From the Bureaus

NYPD Reforms That Ban Chokeholds, Hiding Badge IDs Pass City Council, Go to Mayor

NYPD: Exterior of New York City Hall at night.

Felix Lipov/Shutterstock

New York City Hall

NEW YORK — After weeks of emotionally charged youth-led protests calling for sweeping reforms to root racism out of the criminal justice system in the streets, the New York City Council passed a package of bills today targeting the New York Police Department for major changes. 

Council members mentioned victims of police brutality and their families such as Nicholas Heyward, father of a 13-year-old boy killed by an officer in 1994; Sean Bell, and Eric Garner. One council member, I. Daneek Miller, shared his own tragic childhood experience in 1976.

ny bureau“I am dedicating my vote to my good friend, lost [as a teenager] … to the hands of police officer Robert Torsney,” Miller said. 

Randolph Evans was shot in the head by Torsney outside the Cypress Hills housing project after the NYPD received a call about a man with a gun. Torsney was charged with murder and later acquitted by reason of insanity. Tornsey was sent to Creedmoor Psychiatric Center in Queens but later released after an appeal.

The package of six bills bans chokeholds and other restraints used by police officers while conducting arrests, reaffirms the right to record police activity, prevents officers from shielding their badge numbers from the public, requires the NYPD to develop a “disciplinary matrix,” requires improvements to the NYPD’s system for identifying problematic officers and creates civilian oversight of the NYPD use of surveillance technologies.

Some of the bills passed are already part of existing NYPD protocols or legislation while some add to existing laws, according to a law enforcement source.

The bills are now heading to Mayor Bill de Blasio’s desk. De Blasio has announced that he plans to sign the chokehold bill, even though he opposed it back in 2015. The mayor also announced he plans to sign a bill requiring the NYPD to disclose their surveillance technology.

The City Council will meet next week to begin discussing New York City’s budget and moving $1 billion in funding from the NYPD to youth and social services. 

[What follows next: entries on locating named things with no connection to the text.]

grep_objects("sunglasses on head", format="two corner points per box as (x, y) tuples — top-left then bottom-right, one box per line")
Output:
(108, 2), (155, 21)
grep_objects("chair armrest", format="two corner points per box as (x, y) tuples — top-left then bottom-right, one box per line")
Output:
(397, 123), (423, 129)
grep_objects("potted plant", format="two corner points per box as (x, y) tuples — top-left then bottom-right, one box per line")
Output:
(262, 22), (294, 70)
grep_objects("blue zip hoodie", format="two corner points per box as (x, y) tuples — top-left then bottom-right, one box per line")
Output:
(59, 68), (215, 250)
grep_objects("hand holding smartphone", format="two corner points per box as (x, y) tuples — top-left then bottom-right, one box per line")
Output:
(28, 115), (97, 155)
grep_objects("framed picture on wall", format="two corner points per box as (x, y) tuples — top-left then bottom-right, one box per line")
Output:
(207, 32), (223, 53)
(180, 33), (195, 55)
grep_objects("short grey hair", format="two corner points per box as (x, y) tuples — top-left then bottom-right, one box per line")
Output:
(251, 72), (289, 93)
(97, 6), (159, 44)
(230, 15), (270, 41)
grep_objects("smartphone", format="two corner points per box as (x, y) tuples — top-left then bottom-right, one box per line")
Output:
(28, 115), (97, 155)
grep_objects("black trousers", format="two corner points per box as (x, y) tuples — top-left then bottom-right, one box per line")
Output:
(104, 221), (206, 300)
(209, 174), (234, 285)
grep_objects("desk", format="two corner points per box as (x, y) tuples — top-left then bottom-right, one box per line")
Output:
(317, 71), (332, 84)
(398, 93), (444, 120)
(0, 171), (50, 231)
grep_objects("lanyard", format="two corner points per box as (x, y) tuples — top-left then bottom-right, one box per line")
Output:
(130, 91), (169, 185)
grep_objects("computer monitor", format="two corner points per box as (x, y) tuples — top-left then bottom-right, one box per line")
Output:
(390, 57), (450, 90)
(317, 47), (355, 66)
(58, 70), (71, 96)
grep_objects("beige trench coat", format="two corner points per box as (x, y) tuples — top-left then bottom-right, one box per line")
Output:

The chokehold bill criminalizes the use of restraints that restrict the flow of air or blood by compressing another person’s windpipe or arteries in the neck or by putting pressure on the back or chest by a police officer making an arrest. The action would not be criminalized if the officer was acting in self-defense.

Officers found guilty would be charged with a class A misdemeanor regardless of whether there is an injury. The statewide ban on chokeholds, recently signed by Gov. Andrew Cuomo, only applies in cases of a serious injury or death.

“The NYPD banned chokeholds decades ago, but tell that to Eric Garner and the hundreds of men and women choked by police officers even since his death,” said Queens Council Member Rory Lancman. “Today the Council does what the NYPD has failed to do: Police the police by making it an actual crime for a cop to put someone in a chokehold or to sit, kneel or stand on them so they can’t breathe.”

Eric Garner, who was killed in Staten Island by former Police Officer Daniel Pantaleo in 2014, was also referred to in a bill sponsored by Public Advocate Jumaane Williams. Williams’ bill  affirms the right to film police activities and allows people to sue in state court for any violation of this right.

Council Member Donovan Richards, a candidate in the race for Queens borough president and chair of the public safety committee, sponsored a bill that requires the NYPD to develop a “disciplinary matrix,” which gives a recommended range of penalties to officers for violations.

The matrix appears to be a reform on paper but the NYPD commissioner retains the ultimate discretion to override its recommendation. For transparency, the NYPD is required to report how often the commissioner deviates from the recommendation.

The Public Oversight of Surveillance Technology (POST) Act requires the reporting and evaluation of surveillance technologies used by the NYPD. The agency is required to issue a surveillance impact and use policy, including a description, capabilities, rules, processes and guidelines about the technology. 

The Department of Investigation’s Inspector General for the NYPD will audit the surveillance impact and use policy to ensure compliance with its terms.

The final bill requires the NYPD to expand the categories of information included in its Early Intervention System. Now, information such as certain types of arrests, incidents of excessive force and ongoing disciplinary actions will be included.

“I think it’s really sad and disgraceful that we have to have these conversations and that we have to debate if black and brown people’s lives really matter and if we have to debate if it’s OK for us to live and for us to breathe.” Council Member Farah Louis said. “I think it’s really sad and disgraceful that we have to have a conversation about how black people are treated by law enforcement, how we’re treated inhumanely and like animals.”